Dejó los papeles sobre la mesa y de inmediato comenzó a invadirla un extraño escozor. No podía recordar cuándo ni en qué circunstancias ella había escrito lo que acababa de leer pero sí tenía fresca la notcia de su muerte la semana anterior y la extraña sensación de ni haberse conmovido para nada, ni siquiera una pena chiquitita, mezquina, acaso. Recordó sí el haber traído a su memoria esos refranes burdos, pero no menos ciertos: "Todo lo que va, vuelve" o "Tarde o temprano, todo se paga".
Cavilaba ahora en torno a la soledad, a sus conceptos acerca de la soledad y volvía a reafirmar para sí que solamente existían dos formas posibles de la soledad, aquella elegida y la irremediable Hacía muchos años que había optado por esa forma de soledad elegida que, en realidad, ni siquiera era soledad pues no era vivida como peso, como angustia, como desesperación sino, mejor, como paz, equilibrio, armonía, placer en la quietud y en el silencio y nada de tormentoso o cruel encontraba en este estado de cosas. La otra soledad, pensaba, aunque nunca hubiera podido experimentarla porque en nada podía corresponder a su temperamento. ésa que es irremediable porque el individuo resulta incapaz de salir de su egoísmo y compartir, la que nace de la imposibilidad de arriesgar nada de sí mismo, la que se impone por ineptitud humana, debía, a su entender, entrar en el rango del peor de los sufrimientos humanos al atar al ser antes a la necesidad que al deseo o el goce. Se lo figuraba como aquel que es creyente sólo por el temor a la nada en lugar de serlo por genuina convicción.
Algo de aquel escrito sobre Manuel continuaba revolviéndole las tripas porque alguna conciencia, aunque fuera muy elemental, tenía de que había sido llevado al papel mucho tiempo antes de que las circunstancias reales condujeran los hechos al mismo plano. ¿Premonición? ¿Alguna extraña lucidez que la había llevado a relatar los hechos con la exactitud total con la que habían sucedido?. No, pensó, mera observación profunda de lo escencial de un ser. Algo, a todas luces, le había dado las pistas certeras de que no habría otro desenlace posible más que el sucedido.
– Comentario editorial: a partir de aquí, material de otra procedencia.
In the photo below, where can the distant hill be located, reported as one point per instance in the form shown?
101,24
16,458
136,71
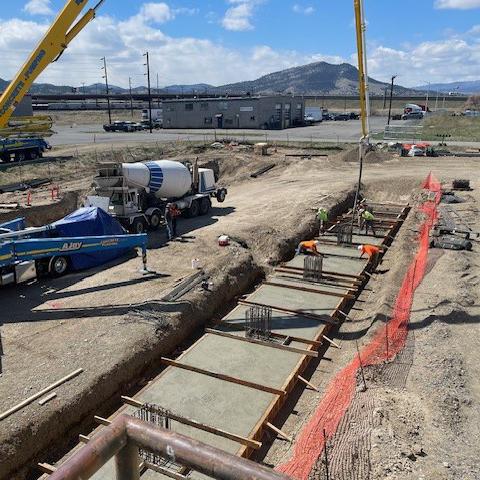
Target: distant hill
465,88
320,78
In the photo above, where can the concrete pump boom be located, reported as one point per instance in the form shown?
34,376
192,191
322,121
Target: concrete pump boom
50,48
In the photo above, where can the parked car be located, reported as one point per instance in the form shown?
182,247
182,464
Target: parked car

De pronto sintió intensos deseos de llamar a Rolando y, aunque buscara y rebuscara, no encontraba, a nivel consciente, qué razones habían podido motivar ese impulso. Pero se dejaba llevar, y siempre lo había hecho, por esos golpes de intuición que no responden, en nuestro precario intelecto, a causa alguna. Tomó la agenda, buscó el número, aproximó el teléfomo y estaba a punto de discar cuando sonó el timbre de la puerta. Fastidiada, de alguna manera, porque sus planes se veían interrumpidos, colgó el tubo y se fue a atender.
Ni bien abrió la puerta, lo vio, sonriente como un ángel, con sus ojos azules titilantes, tan transparentes como la franca verdad que los poblaba, y se quedó sin habla, sin respiración, sin argumentos, sin suposiciones, sin nada más que el temblor que ese cuerpo, esas manos y esa mirada, por tantos años lejanas y distantes, le había invadido el alma.
- ¡ Pero qué sorpresa!, casi balbuceó con un hilo de voz apenas perceptible. ¡Qué sorpresa! ¡Pero pasá, pasá! De verdad, jamás podría haberme imaginado que eras vos, ni se me cruzó por la cabeza y ¡claro, lógico, tantos años sin vernos que qué sé yo, cómo podía suponer que...¿Pero cómo se te ocurrió?
- Nada, - dijo Rolando con ese tono suave, dulce, pleno de paz - no sé, andaba cerca y, de pronto, sentí ganas de venir a verte, simples y concretas ganas de verte. Y la abrazó tan fuerte como si el exilio de tantos años de distancia nunca hubiera sido algo tan brutalmente real.